Part 2 Chi-squared test
2.1 What is chi-squared?
\(\chi ^2\) is for a preliminary step of a statistical investigation, helping to determine whether samples in two categorical variables are observed by luck or not. It can test for independence of two categorical variables among other functions. Note that Fisher’s and Barnard’s exact tests are better, but computationally heavier – more on this later.
Explanation — independence
It compares expected number of sampled vs. actual observations. We will take a look at two different stories. First story will be to see whether gender
and ethgrp
(ethnic group) are independent or not, and the second story will be to see whether the two categorical variables par_nerve
(“how often does your spouse/partner get on your nerves?”) and spdemand2
(“how often does spouse/partner make too many demands?”).

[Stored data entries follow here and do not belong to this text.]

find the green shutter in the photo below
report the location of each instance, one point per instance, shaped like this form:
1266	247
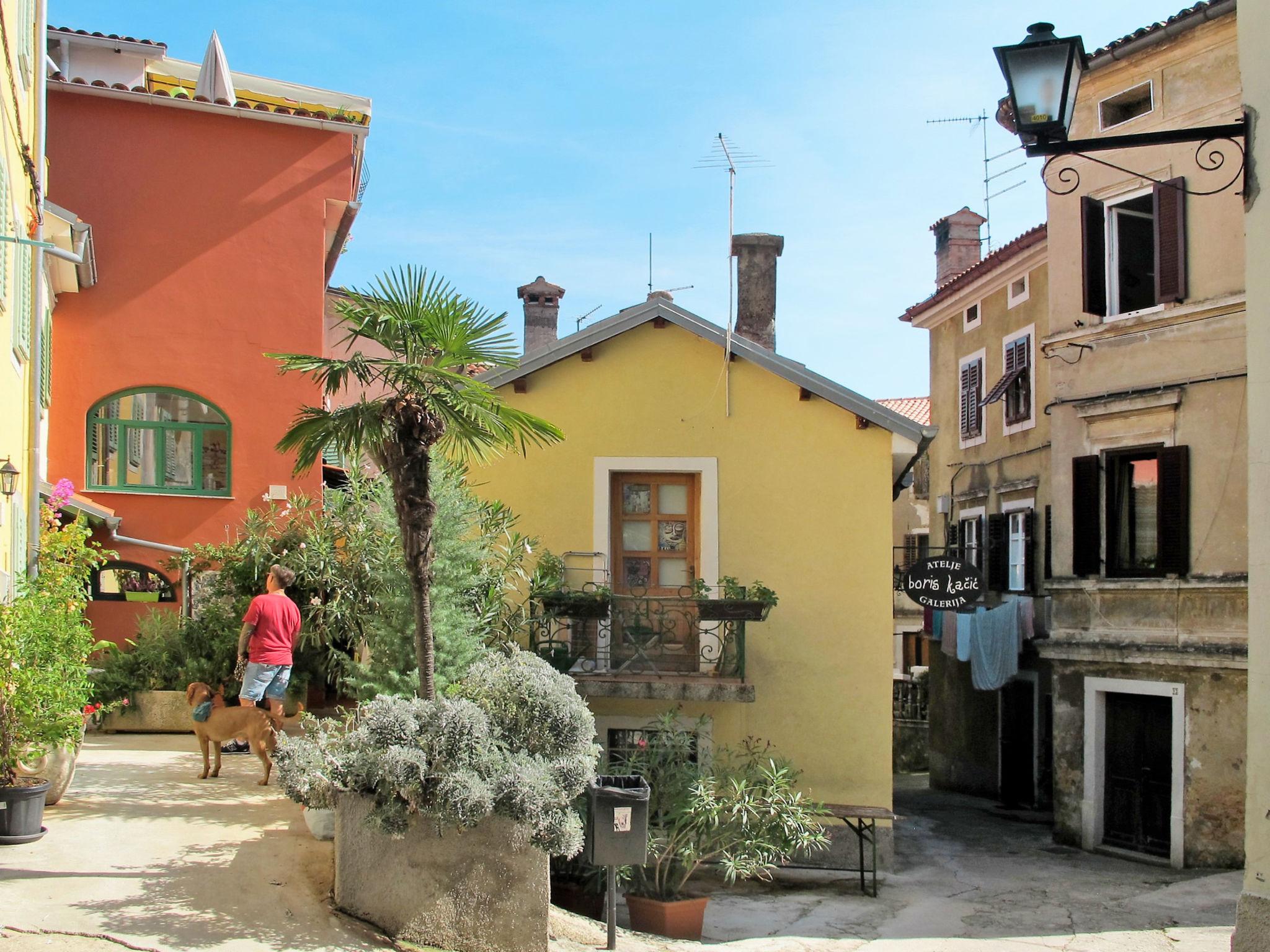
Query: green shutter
46	361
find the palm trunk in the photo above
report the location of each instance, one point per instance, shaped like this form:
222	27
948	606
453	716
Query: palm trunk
409	470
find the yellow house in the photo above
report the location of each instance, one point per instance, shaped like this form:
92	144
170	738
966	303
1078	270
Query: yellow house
678	465
20	161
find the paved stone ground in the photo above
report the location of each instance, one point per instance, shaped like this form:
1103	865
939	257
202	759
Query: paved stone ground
144	856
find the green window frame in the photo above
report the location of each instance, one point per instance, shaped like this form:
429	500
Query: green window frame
126	436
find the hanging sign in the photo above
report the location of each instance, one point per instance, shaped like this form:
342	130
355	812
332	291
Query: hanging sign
943	582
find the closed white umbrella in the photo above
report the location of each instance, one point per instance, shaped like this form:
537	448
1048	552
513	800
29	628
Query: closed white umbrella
214	75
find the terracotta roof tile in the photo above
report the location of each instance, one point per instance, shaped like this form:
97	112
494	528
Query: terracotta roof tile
1011	249
917	409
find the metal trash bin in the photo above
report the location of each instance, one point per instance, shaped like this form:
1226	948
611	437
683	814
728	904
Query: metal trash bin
618	821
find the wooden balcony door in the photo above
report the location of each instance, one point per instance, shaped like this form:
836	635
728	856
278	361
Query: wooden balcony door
654	536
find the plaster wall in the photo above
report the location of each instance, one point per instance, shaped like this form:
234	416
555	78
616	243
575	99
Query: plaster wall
804	506
1214	754
210	248
1253	927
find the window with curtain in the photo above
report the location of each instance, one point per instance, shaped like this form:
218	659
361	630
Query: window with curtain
158	441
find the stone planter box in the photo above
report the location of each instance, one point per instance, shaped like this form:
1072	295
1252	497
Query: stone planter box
478	890
153	712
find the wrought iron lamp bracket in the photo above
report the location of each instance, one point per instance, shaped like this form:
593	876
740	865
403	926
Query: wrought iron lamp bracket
1209	155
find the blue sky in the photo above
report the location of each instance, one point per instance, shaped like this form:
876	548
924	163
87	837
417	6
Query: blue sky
518	139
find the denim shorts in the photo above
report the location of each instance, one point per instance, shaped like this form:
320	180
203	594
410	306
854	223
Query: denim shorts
265	681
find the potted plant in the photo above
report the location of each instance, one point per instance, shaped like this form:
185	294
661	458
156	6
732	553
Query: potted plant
459	801
551	591
735	602
45	644
140	587
741	810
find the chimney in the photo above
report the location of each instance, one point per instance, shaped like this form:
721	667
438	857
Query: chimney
541	312
756	286
957	244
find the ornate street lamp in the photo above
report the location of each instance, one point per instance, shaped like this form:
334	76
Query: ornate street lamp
8	478
1042	75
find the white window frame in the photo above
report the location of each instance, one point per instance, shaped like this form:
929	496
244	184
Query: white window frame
1014	300
967	324
1109	266
1151	88
1008	428
1096	691
981	355
973	516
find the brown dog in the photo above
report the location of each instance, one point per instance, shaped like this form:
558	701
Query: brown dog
228	723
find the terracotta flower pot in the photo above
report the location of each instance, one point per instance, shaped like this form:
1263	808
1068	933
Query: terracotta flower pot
677	919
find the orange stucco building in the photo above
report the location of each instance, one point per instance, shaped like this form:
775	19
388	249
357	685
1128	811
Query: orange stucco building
216	224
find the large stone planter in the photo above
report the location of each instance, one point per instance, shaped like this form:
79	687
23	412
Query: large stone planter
478	890
58	767
153	712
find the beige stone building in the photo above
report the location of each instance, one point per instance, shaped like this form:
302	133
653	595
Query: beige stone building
1253	928
1146	358
990	498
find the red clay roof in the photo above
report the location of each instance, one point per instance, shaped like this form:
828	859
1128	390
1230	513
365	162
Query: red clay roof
1006	253
1196	13
59	79
913	408
107	36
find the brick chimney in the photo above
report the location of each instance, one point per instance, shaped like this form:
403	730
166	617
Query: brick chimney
957	244
756	286
541	312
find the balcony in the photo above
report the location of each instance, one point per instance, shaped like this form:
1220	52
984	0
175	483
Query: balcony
646	648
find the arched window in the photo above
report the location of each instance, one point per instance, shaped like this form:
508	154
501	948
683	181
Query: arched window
131	582
158	441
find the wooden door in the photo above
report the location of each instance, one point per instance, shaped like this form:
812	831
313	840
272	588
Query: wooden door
1137	794
1018	743
654	530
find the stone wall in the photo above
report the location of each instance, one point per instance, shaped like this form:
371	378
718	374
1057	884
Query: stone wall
1214	754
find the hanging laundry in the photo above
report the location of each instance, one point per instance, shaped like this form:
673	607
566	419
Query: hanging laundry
995	648
964	627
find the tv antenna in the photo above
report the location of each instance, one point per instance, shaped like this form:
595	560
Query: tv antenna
579	320
726	155
988	175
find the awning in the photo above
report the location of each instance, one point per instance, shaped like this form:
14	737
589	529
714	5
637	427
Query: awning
95	513
1001	386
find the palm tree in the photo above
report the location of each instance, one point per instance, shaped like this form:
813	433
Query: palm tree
429	400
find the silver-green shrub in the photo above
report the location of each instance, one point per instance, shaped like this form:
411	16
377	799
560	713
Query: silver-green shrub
513	739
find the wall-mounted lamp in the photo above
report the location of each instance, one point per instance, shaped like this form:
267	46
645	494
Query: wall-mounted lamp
8	478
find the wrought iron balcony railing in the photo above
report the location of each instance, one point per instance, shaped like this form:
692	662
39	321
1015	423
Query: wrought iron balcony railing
642	637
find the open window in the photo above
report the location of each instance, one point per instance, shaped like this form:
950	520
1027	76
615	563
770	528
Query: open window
1134	250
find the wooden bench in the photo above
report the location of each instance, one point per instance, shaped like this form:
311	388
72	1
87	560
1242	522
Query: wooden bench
863	821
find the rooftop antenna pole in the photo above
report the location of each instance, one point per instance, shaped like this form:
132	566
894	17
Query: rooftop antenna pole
988	175
724	155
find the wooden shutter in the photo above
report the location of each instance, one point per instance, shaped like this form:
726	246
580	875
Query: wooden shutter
1170	211
1086	526
998	552
1095	255
1175	511
1029	550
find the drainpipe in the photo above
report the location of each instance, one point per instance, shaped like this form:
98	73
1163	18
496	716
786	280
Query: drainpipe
37	333
162	547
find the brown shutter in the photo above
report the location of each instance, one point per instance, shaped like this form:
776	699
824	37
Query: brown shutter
1029	550
1170	208
1094	249
1175	511
998	552
966	402
1086	526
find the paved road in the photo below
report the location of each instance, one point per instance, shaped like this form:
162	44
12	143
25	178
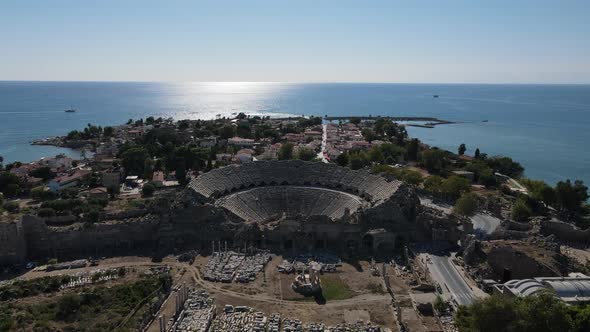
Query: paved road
485	223
321	154
451	282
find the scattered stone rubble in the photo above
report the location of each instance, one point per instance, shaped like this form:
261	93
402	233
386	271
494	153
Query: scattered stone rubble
94	276
226	266
197	314
327	262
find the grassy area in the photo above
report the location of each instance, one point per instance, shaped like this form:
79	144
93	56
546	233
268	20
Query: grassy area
100	308
333	288
376	288
26	288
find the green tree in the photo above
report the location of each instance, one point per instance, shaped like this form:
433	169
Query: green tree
11	207
466	205
133	160
286	151
462	149
521	211
67	306
148	189
9	184
412	149
44	173
540	191
227	131
569	197
108	131
306	154
434	160
454	187
477	154
342	159
505	165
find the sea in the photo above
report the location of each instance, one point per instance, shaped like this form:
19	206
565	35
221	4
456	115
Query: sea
544	127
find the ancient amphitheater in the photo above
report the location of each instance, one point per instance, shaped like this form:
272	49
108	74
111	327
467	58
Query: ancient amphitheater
280	205
295	203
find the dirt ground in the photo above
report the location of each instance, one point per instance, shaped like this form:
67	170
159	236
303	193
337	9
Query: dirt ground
270	293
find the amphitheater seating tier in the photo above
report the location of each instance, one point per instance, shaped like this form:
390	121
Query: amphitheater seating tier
229	179
271	203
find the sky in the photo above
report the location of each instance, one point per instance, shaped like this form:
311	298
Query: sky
436	41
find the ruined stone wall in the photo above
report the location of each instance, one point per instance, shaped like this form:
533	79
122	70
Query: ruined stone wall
12	243
565	232
95	239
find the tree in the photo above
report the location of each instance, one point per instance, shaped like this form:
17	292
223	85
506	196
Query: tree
462	149
542	312
466	205
181	171
44	173
68	305
286	151
148	189
227	131
477	154
306	154
505	165
540	191
41	193
108	131
11	207
9	184
133	159
412	149
342	159
569	197
434	160
521	211
454	187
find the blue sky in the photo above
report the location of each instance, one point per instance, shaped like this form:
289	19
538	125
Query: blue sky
305	41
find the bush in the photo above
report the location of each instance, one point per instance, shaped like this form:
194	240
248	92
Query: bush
11	207
521	211
45	213
148	189
466	205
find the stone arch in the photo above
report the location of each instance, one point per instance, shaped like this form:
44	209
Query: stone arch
368	242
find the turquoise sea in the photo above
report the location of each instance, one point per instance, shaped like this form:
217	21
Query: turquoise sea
545	127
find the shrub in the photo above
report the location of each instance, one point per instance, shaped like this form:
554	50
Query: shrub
47	212
11	207
148	189
521	211
466	205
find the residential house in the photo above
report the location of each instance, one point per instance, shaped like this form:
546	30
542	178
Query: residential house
98	193
241	142
66	181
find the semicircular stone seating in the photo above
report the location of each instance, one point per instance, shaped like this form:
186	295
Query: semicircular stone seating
234	187
271	203
223	181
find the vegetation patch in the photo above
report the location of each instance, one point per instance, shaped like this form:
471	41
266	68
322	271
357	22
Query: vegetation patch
333	288
101	308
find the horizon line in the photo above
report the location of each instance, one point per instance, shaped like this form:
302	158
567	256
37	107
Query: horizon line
294	82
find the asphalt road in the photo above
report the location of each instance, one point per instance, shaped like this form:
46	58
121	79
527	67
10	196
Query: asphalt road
485	223
451	282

2.2 The first story — tabulate and \(\chi ^2\) on gender
and ethgrp
Let’s start with the command tab ethgrp gender, chi2
which gives this output:
. tab ethgrp gender, chi2
race/ethnicity |
recode (4 | gender of respondent
categories) | male female | Total
--------------------+----------------------+----------
white | 1,104 1,299 | 2,403
black | 217 300 | 517
hispanic, non-black | 174 193 | 367
other | 39 39 | 78
--------------------+----------------------+----------
Total | 1,534 1,831 | 3,365
Pearson chi2(3) = 3.9497 Pr = 0.267
In our world, we think that race/ethnicity and gender are independent (ethnicity does not depend on your gender and vice versa). Even if we know they are, let’s pretend we don’t know for sake of an example (and because certain samples does not guarantee the right results, usually questionable sampling methods). In order to conduct a preliminary analysis on the independence hypothesis or the culture hypothesis for further research, we need to perform the \(\chi ^2\) test. For exact test, use the command tab ethgrp gender, exact
.
2.2.1 The rule of thumb
The important number here is Pr = 0.267
, which determines whether you reject the null hypothesis that the two variables are independent from each other or not. In this case, we fail to reject the null hypothesis at the 5% (for example) significance level because 0.267 is higher than 0.05. In short, the two variables are likely to be independent. If you know the math or already did it by hand, you can use the Stata command display chiprob(df,x)
or the shortform di chiprob(df,x)
.
Just to cross-check, Pearson chi2(3) = 3.9497
tells us that the degrees of freedom is 3, and \(\chi ^2\) value is 3.9497. Looking at the table above, 3.9497 is between 2.366 and 4.11. This tells us a significance level somewhere between 0.5 and 0.25, which is way higher than the standard 0.1, 0.05, or 0.01. Therefore, we fail to reject the null.
2.2.2 Exact or \(\chi ^2\) test?
You should always use exact test if computationally possible. It definitely depends on the hardware specs, but with 2019 consumer-grade technology (i3/i5/i7 or Ryzen CPUs), exact test should be able to handle sample size in the 100,000s within a minute if not few seconds. Since exact and \(\chi ^2\) tests are just preliminary steps of a statistical analysis, it is most likely not worth the hours or days of computation, so if sample size is close to or higher than million, or if it takes more than a minute, use \(\chi ^2\) test.
2.3 The second story — tabulate and \(\chi ^2\) on par_nerve
and spdemand2
.
Reviewing the questions, “how often does your spouse/partner get on your nerves?” and “how often does spouse/partner make too many demands?” are seemingly dependent on each other, as well as correlated. The difference between the first story and this second story is that the categories of the second story has an order. To clarify, “often” is a higher (discrete) value than “some of the time” and so forth.
. tab par_nerve spdemand2, chi2
how often does | how often does spouse/partner make too many
partner get on your | demands?
nerves? | never hardly ev some of t often | Total
----------------------+--------------------------------------------+----------
never | 117 61 20 13 | 211
hardly ever or rarely | 269 364 139 40 | 812
some of the time | 155 345 281 98 | 879
often | 14 24 32 41 | 111
----------------------+--------------------------------------------+----------
Total | 555 794 472 192 | 2,013
Pearson chi2(9) = 300.3252 Pr = 0.000
2.3.1 Validity check
Are the categories within the variables mutually exclusive? More concretely, is “some of the time” exclusive to “hardly ever or rarely” for both variables? The answer is unlikely. Person A’s definition of “hardly ever or rarely” could be twice a month, but it could be twice a week for person B, which may be person A’s “some of the time” instead. For this reason, survey design is important and the NSHAP team has to pay due diligence on probing questions, adding supplemental details along the questions, or reformulate the answers entirely.